Cenaron juntos. El inglés tenía muchas historias que contar: hacía ocho años que iba y venía de Europa al Japón y viceversa. Hervé Joncour estuvo oyéndolo y sólo al final le preguntó:

—¿Usted conoce a una mujer, joven, europea, creo, blanca, que vive aquí?

El inglés continuó comiendo, impasible

—No existen mujeres blancas en el Japón. No hay una sola mujer blanca en el Japón.

Partió al día siguiente, cargado de oro.

 

21.

HERVÉ JONCOUR sólo volvió a ver a Hara Kei en la mañana del tercer día. Se percató de que sus cinco servidores habían desaparecido de improviso, como por encanto, y después de unos segundos lo vio llegar. Aquel hombre por el que todos en ese lugar existían, se movía siempre en una burbuja de vacío. Como si un precepto tácito le ordenara al mundo dejarlo vivir solo.

Subieron juntos por el flanco de la colina hasta llegar a un claro donde el cielo era rayado por el vuelo de docenas de pájaros con grandes alas azules. La gente de allí los mira volar, y en su vuelo leen el futuro.

Dijo Hara Kei:

—Cuando era un muchacho mi padre me llevó a un lugar como éste, puso en mi mano su arco y me ordenó dispararles. Yo lo hice, y un gran pájaro, con alas azules, cayó a tierra como una piedra muerta. Lee el vuelo de tu flecha si quieres saber tu futuro, me dijo mi padre.

Volaban lentos, bajando y subiendo en el cielo, como si quisieran borrarlo, meticulosamente, con sus alas.

Volvieron al pueblo caminando en la extraña luz de una tarde que parecía noche. Al llegar a la casa de Hervé Joncour, se despidieron. Hara Kei se volvió y empezó a caminar con lentitud, bajando por el camino que bordeaba el río. Hervé Joncour permaneció de pie, en el umbral, mirándolo: esperó que se hubiera alejado unos veinte pasos, luego dijo:

—¿Cuándo me dirás quién es esa chiquilla?

Hara Kei continuó caminando, con un paso lento en el cual no se advertía ningún cansancio. En torno había el silencio más absoluto, y el vacío. Como por un singular precepto, dondequiera que fuese, aquel hombre habitaba en una soledad incondicional y perfecta.

 

22.

EN LA MAÑANA del último día, Hervé Joncour salió de su casa y se puso a vagabundear por el pueblo. Encontraba hombres que se inclinaban a su paso y mujeres que, bajando la mirada, le sonreían.
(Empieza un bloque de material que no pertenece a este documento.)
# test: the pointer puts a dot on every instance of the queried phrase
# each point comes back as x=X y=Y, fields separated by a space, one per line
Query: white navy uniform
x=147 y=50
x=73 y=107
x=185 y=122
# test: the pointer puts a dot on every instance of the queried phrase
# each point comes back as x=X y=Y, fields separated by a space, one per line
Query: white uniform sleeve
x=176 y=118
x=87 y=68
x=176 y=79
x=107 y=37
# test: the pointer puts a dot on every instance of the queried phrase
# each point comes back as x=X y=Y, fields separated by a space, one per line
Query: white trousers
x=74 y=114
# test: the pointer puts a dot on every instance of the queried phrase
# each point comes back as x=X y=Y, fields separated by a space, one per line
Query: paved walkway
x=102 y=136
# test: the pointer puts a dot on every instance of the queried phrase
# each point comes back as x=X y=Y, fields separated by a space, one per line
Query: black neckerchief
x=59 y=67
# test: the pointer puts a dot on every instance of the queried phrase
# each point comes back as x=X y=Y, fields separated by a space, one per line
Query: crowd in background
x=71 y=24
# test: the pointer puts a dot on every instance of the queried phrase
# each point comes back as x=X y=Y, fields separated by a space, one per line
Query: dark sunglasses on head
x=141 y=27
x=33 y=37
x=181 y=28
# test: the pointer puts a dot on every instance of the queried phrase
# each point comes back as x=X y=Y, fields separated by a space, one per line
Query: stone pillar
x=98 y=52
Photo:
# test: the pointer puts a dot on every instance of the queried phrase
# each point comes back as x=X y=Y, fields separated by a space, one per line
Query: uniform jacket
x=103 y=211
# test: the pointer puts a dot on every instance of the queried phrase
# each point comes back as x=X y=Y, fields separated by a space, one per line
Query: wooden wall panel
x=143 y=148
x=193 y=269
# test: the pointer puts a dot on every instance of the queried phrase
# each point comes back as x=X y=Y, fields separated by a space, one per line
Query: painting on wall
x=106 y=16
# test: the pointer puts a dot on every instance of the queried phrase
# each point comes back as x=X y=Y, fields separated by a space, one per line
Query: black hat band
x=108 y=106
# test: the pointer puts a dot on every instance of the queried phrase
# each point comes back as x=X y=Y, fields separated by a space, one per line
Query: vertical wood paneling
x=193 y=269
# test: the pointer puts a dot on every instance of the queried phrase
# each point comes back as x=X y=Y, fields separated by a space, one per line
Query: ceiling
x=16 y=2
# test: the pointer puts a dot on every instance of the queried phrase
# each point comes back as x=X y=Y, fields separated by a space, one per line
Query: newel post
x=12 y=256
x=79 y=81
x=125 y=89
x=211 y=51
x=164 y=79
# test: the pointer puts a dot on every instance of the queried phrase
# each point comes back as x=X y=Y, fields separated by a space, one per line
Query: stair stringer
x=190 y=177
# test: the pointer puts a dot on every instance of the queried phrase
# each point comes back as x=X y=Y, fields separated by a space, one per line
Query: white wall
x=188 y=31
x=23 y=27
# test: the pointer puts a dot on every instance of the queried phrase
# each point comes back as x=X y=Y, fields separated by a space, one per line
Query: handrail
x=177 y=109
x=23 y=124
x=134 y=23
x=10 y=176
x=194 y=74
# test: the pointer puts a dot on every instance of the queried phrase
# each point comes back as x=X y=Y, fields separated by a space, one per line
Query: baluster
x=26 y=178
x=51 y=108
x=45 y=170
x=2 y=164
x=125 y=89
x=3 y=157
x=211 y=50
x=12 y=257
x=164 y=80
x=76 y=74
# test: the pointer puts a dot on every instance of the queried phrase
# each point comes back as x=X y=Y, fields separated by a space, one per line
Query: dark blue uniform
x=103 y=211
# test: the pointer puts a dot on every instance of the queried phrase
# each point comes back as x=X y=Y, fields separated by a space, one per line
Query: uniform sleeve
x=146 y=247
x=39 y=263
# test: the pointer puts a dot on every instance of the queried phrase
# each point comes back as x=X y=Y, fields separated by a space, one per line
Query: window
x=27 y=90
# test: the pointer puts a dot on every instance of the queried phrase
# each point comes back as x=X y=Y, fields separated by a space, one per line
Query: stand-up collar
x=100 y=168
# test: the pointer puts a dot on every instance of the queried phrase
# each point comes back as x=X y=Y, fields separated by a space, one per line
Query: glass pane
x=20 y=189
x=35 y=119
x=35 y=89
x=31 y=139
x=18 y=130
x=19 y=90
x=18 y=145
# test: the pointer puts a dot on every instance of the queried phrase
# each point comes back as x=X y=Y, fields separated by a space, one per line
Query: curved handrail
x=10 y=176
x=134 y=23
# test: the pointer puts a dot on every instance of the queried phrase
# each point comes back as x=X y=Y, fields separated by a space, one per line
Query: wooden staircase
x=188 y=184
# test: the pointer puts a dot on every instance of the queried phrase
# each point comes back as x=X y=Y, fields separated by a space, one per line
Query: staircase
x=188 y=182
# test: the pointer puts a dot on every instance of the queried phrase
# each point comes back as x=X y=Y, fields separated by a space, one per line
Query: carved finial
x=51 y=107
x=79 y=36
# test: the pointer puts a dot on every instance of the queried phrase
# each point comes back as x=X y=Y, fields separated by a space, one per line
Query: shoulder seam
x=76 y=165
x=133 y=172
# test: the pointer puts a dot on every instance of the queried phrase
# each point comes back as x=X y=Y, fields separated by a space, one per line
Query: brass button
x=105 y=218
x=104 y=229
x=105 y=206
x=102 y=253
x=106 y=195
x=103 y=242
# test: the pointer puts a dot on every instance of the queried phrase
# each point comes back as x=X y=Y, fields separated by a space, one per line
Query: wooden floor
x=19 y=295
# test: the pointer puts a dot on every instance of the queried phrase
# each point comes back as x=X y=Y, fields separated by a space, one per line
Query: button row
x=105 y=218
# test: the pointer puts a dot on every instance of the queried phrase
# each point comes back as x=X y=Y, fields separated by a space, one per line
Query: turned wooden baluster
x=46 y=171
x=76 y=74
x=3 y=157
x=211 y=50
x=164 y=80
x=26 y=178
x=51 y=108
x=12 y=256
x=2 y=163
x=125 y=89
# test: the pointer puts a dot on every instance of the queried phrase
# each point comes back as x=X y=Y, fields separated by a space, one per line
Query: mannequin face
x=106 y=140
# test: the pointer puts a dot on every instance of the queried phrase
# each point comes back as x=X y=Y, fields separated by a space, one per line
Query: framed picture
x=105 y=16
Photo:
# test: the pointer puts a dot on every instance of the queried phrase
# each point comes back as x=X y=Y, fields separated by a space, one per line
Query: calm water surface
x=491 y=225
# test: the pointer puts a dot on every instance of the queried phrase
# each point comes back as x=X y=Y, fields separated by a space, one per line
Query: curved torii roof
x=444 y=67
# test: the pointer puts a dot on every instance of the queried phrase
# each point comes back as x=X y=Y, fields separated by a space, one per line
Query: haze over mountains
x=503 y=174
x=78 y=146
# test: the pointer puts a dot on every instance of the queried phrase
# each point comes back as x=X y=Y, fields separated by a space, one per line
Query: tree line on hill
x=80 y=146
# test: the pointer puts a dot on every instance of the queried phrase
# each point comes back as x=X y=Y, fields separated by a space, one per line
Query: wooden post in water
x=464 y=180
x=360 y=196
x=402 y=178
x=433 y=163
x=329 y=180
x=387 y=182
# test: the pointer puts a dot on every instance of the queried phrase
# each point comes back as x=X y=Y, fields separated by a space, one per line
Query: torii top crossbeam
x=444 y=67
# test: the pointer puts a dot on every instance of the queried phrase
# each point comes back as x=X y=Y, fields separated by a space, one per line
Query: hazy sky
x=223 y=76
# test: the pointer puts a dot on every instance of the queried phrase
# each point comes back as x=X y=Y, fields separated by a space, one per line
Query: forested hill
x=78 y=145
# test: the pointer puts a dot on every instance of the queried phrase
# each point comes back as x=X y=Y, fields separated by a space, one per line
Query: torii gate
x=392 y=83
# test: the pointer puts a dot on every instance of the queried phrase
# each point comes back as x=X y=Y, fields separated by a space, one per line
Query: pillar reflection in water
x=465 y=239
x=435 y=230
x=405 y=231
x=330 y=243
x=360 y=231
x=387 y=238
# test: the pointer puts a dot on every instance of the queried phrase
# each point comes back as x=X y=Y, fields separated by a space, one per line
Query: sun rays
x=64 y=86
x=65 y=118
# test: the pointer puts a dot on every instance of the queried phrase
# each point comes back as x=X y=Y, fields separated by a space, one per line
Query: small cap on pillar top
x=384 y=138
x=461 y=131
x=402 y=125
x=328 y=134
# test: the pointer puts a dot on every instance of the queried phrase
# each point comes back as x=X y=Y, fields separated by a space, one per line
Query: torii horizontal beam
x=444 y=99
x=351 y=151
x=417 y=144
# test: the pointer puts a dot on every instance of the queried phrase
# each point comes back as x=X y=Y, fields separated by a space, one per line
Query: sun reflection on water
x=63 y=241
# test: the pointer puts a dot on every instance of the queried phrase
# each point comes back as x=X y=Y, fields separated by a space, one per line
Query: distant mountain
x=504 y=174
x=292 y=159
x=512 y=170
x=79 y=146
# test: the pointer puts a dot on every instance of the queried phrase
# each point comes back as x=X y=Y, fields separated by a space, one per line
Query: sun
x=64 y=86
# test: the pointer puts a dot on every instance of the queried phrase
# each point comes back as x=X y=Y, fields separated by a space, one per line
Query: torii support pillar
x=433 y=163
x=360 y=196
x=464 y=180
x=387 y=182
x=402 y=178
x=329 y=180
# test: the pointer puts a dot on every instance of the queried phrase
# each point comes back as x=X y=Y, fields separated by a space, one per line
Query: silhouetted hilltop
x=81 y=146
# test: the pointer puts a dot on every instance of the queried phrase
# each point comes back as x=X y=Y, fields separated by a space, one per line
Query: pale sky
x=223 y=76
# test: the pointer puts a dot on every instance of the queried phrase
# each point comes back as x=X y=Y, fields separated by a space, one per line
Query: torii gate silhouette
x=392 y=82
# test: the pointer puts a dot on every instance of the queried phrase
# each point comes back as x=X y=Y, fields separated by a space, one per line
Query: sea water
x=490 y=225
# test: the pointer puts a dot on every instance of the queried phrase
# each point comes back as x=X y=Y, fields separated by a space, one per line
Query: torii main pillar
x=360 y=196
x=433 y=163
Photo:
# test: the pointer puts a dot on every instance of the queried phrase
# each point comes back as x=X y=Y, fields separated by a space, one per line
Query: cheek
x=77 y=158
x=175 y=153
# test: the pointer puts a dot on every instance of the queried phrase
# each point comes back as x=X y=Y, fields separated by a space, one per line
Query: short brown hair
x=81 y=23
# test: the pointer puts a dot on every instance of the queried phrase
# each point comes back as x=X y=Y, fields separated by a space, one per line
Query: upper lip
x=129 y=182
Entendió que había llegado a la morada de Hara Kei cuando vio una enorme jaula que alojaba un número increíble de pájaros de todo tipo: un espectáculo. Hara Kei le había contado que los había hecho traer de todas partes del mundo. Había algunos más costosos que toda la seda que Lavilledieu podía producir en un año. Hervé Joncour se detuvo a mirar aquella magnifica locura. Recordó haber leído en un libro que los hombres orientales, para honrar la fidelidad de sus amantes, no acostumbraban regalarles joyas, sino pájaros refinados y bellísimos.

La morada de Hara Kei parecía anegada en un lago de silencio. Hervé Joncour se acercó y se detuvo a pocos metros de la entrada. Allí no había puertas, y sobre las paredes de papel aparecían y desaparecían sombras que no difundían ningún rumor. No parecía vida; si había un nombre para todo eso era: teatro. Sin saber nada, Hervé Joncour se detuvo a esperar: inmóvil, de pie, a pocos metros de la casa. Por todo el tiempo que concedió al destino, sólo sombras y silencios fueron lo que aquel singular escenario dejó filtrar. Así, al final, Hervé Joncour se dio media vuelta y volvió a caminar, veloz, hacia su casa. Con la cabeza inclinada, miraba sus pasos, ya que eso le ayudaba a no pensar.